What Good Debt Really Is
Nov 14, 2023When people hear the word ‘debt’, it’s often thought of as a negative thing. The idea of borrowing money from someone or from any lending institution has been associated with stress and financial burden. But debts are more than just the money we borrow to pay for bills, emergencies, or other things we need or want.
While paying back what we owe is an obligation, not all debts are considered bad. In investing and business, one of the eye-opening concepts people learn is the difference between a good debt and a bad debt. And good debt is not just borrowed money used to earn income. There’s more to it than that.
So in this article, I’ll be sharing with you 2 simple ideas that I hope will serve as a reminder for you about what good debt really is and to help you with your financial decisions.
Now, let’s start with the first.
Good debt is sometimes used as a selling point.
Most of the time, the idea of a good debt is discussed when business and investment opportunities are involved and significant capital is needed. This is because if they want to convince you to grab that opportunity, it has to come off as a wise move. They present the idea that leveraging money that’s not yours and using it to generate income is a win-win situation.
But that’s not always the case. We have to understand that just because it’s pitched as a debt that will make you earn money, that doesn’t mean it’s already good. Caution is needed with this since there are people who disguise an actual bad debt and make it look like a good one instead.
In order to identify if a loan is a good debt, here’s our next idea.
Good debt is about the net profit.
When you search online for the meaning of what a good debt really is, what you’ll notice is that it’s all about helping you with your finances, generating your income, and even increasing your net worth. While this sounds good and is what people usually believe in, there’s actually a more correct and simpler definition. And that is: good debt is about the net profit.

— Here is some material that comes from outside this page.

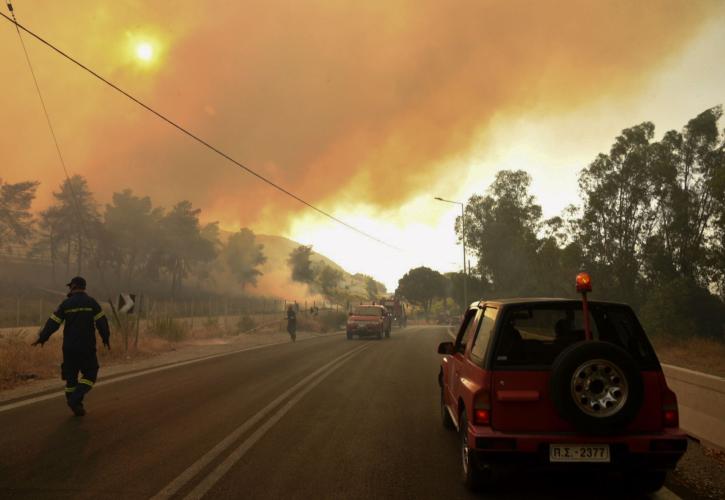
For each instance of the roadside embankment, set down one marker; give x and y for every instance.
(701, 401)
(22, 364)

There are 3 points to consider under this idea.
- It should have a direct impact on your finances.
Let’s say a sales agent is planning to buy a car to travel faster and meet more clients. Is it okay to borrow money for it? The answer here will depend on her personal knowledge and skills. If she already has a proven method of finding prospects and closing deals, then this can be a great investment for her. If purchasing the car would translate to more commissions and profits for her, then this can be considered a good debt.
But if the sales agent still lacks the skills to find clients or close deals, then this might just be a bad debt that may cause stress to her due to the monthly payments for the said car.
- It is not about income.
Income is defined as the money you received in exchange for the services you offered or for the products you’ve sold. Meanwhile, net profit is what remains from your income when you've paid all of your expenses. It's essential to differentiate this so we can identify if your loan is a good debt or not.

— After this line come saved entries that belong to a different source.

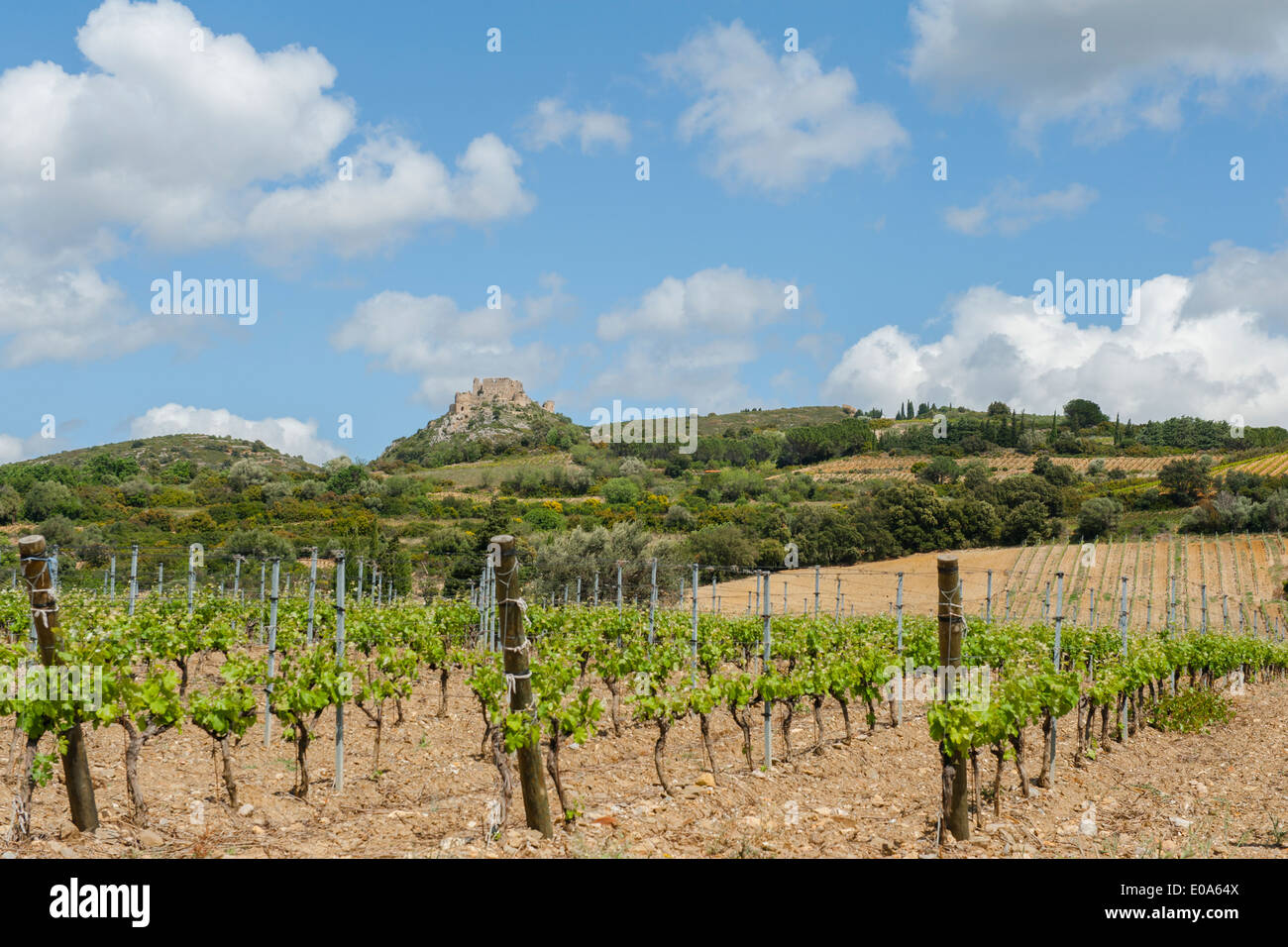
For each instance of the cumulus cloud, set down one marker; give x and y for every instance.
(192, 149)
(1197, 350)
(774, 124)
(686, 341)
(286, 434)
(1150, 56)
(446, 346)
(1010, 209)
(553, 123)
(69, 312)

To give an example, an ecommerce entrepreneur is planning to borrow money to fund his business and produce more products. If, after selling the products he has and deducting expenses like the cost of goods, taxes, and other fees from the income, he gets a net profit, then it's a good debt.

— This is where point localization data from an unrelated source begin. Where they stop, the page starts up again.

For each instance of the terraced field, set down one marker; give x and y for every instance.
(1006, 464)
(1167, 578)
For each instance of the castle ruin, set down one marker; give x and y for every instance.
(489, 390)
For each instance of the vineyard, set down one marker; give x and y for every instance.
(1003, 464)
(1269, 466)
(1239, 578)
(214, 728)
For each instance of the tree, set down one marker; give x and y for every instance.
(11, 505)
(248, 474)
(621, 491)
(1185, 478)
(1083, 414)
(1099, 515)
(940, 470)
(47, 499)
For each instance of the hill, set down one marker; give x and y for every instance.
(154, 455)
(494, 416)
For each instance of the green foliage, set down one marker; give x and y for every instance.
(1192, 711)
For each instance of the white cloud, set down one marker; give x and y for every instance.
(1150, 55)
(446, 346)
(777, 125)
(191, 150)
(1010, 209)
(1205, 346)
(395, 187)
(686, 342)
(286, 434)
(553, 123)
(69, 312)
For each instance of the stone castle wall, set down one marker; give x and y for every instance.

- Your net worth will follow.
Net worth is assets minus liabilities. It's the money you own subtracted by the money you owe. And good debt will help increase your net worth. But it's actually not a factor that needs to be considered. You only have to focus on your net profits, because when it increases, so will your net worth. But when your net worth increases, it might not be the same with your net profits.
To understand this further, let's say you bought a condo unit for rent and your rental income is not enough to cover the monthly amortization, dues, maintenance, etc. This means you're not earning any net profit. But since you're paying for your loan on the condo, then the liabilities or money you owe are going down while the value of your condo can go up, which signifies that your net worth is increasing as well. An additional property might be good on paper, but it's still bad debt without the net profit.
Net profit is very important in this discussion, as it means you have more cash flow and more capacity to increase your income, whether used for investments or other opportunities. So borrowing money that will yield net profits can be considered good debt.
On the other hand, bad debt is something that can pull you down if not handled properly. And that's something we wouldn't want. While it's possible that you're already in a situation where you borrowed money and it turns out to be a bad debt, do remember that it's okay and you'll get out of this. As our first idea states, the concept of good debt is sometimes used to make people believe that it's a good investment when it's actually not. But now that you've read these ideas, you can make better judgments and financial decisions in the future. And I know you'll be on your way to leveraging money and making it work for you!